[I18n-sig] How does Python Unicode treat surrogates?
Paul Prescod
paulp@ActiveState.com
Mon, 25 Jun 2001 17:43:05 -0700
"Martin v. Loewis" wrote:
>
> > I agree. But I'd add that if different people really need different
> > performance/simplicity trade-offs then maybe we need multiple variants
> > of the Unicode object.
>
> The question really is: Those people that require a 16-bit Py_UNICODE,
> would they ever need characters outside the BMP?
Hard to tell. People usually want to have their cake and eat it too.
i.e. I want the performance of 16-bit Py_UNICODE but I want to support
the occasional non-BMP character that happens to show up in a document.

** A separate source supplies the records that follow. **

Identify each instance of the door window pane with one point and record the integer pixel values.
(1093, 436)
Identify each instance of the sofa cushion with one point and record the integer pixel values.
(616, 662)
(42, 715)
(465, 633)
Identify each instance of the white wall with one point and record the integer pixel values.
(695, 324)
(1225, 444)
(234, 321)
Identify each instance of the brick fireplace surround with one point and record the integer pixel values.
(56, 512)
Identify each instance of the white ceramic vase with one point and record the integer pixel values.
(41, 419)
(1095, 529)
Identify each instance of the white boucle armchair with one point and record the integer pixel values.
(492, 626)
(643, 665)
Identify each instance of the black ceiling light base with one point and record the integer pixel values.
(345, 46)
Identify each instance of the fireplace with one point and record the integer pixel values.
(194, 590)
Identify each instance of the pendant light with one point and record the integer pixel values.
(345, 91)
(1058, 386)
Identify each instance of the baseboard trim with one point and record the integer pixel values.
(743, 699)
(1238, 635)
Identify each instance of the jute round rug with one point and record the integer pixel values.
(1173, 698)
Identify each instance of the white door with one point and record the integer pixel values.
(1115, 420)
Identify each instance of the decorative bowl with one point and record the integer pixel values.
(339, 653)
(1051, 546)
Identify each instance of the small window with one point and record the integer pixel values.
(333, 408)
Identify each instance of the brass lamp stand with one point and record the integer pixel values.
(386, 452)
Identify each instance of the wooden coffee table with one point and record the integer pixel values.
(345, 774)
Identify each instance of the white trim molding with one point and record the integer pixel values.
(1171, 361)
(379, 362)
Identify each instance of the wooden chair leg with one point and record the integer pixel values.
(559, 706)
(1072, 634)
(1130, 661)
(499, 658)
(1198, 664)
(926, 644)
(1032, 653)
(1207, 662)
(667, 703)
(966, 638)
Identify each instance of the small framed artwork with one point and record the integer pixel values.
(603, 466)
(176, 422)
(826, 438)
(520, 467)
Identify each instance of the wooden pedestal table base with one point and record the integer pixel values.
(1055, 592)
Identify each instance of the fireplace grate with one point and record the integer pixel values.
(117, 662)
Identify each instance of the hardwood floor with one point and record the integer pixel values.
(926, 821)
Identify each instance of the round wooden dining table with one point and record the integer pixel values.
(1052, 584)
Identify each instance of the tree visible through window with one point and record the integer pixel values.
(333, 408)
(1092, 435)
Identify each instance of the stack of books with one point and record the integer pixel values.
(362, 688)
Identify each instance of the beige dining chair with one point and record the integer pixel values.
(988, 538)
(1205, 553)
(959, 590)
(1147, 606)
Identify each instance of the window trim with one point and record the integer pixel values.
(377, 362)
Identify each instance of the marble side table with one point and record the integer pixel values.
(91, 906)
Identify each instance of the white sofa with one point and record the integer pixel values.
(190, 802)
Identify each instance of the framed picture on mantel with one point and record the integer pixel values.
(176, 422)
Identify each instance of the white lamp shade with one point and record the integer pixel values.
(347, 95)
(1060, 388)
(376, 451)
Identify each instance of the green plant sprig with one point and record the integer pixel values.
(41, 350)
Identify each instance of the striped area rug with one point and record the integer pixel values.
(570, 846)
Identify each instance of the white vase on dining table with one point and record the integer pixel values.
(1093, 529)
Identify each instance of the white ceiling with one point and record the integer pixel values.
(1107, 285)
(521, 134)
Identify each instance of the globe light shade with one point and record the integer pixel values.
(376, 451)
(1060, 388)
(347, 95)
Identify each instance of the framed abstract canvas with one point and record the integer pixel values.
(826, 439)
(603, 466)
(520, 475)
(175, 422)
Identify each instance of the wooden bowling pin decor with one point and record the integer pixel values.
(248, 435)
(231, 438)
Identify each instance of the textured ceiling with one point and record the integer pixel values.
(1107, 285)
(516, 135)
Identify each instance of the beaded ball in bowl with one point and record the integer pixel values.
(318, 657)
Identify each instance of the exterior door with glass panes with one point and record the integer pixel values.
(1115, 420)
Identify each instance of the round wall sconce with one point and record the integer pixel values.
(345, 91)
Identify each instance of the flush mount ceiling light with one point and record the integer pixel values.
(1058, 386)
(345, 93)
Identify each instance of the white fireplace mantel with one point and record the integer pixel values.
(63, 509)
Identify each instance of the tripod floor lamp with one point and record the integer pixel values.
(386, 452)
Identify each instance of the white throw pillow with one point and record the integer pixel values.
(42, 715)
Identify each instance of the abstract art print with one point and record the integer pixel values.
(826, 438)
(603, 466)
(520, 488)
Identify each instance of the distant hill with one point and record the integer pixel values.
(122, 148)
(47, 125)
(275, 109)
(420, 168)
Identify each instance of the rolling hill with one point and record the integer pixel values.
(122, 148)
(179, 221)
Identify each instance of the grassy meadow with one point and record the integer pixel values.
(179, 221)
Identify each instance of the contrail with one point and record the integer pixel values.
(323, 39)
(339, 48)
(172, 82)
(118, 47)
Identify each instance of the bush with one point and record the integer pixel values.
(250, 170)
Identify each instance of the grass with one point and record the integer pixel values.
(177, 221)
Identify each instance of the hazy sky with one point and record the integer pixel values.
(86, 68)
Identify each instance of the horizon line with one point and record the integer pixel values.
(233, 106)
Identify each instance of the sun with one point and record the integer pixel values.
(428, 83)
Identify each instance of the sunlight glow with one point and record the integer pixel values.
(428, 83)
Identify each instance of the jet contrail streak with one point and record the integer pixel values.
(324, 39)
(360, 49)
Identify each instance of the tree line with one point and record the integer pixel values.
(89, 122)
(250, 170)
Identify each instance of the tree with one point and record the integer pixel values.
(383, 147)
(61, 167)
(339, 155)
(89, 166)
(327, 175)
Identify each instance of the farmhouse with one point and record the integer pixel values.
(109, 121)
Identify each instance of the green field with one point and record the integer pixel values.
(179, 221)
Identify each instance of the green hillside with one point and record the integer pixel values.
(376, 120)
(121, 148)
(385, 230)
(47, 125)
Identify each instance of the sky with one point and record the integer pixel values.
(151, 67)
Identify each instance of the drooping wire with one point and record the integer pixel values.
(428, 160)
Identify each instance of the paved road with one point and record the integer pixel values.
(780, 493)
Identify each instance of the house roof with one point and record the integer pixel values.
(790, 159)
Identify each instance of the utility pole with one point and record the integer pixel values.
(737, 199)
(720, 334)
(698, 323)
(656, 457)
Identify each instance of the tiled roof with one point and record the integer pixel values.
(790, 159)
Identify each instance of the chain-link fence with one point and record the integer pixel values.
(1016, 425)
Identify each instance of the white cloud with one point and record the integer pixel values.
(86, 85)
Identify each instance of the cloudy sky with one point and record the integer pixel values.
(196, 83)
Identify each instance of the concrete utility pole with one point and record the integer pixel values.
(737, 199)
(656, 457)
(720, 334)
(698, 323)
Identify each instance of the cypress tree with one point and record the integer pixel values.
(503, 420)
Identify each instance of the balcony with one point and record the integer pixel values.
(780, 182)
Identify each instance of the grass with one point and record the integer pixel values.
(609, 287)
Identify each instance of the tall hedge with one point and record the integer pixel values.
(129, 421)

> My guess is no, so Fredrik's proposal sounds good to me.
I'm not clear on what Fredrik's proposal is. He says: "let's use either
UCS-2 or UCS-4 for the internal storage". Is he saying:
1. let's choose one or the other today
2. let's make it a compile-time switch
3. make it a runtime option
I could live with 1. for a while longer...I haven't heard of a real user
complaint about our current model. The longer we put it off, the more
acceptable UCS-4 is.
I wouldn't be thrilled with 2., because it makes Python code harder to
move between machines (depends on your build options!)
3 would be okay if it is handled intelligently.
Any of these is better to me than exposing the details of UTF-16 to the
Python programmer in our Unicode type!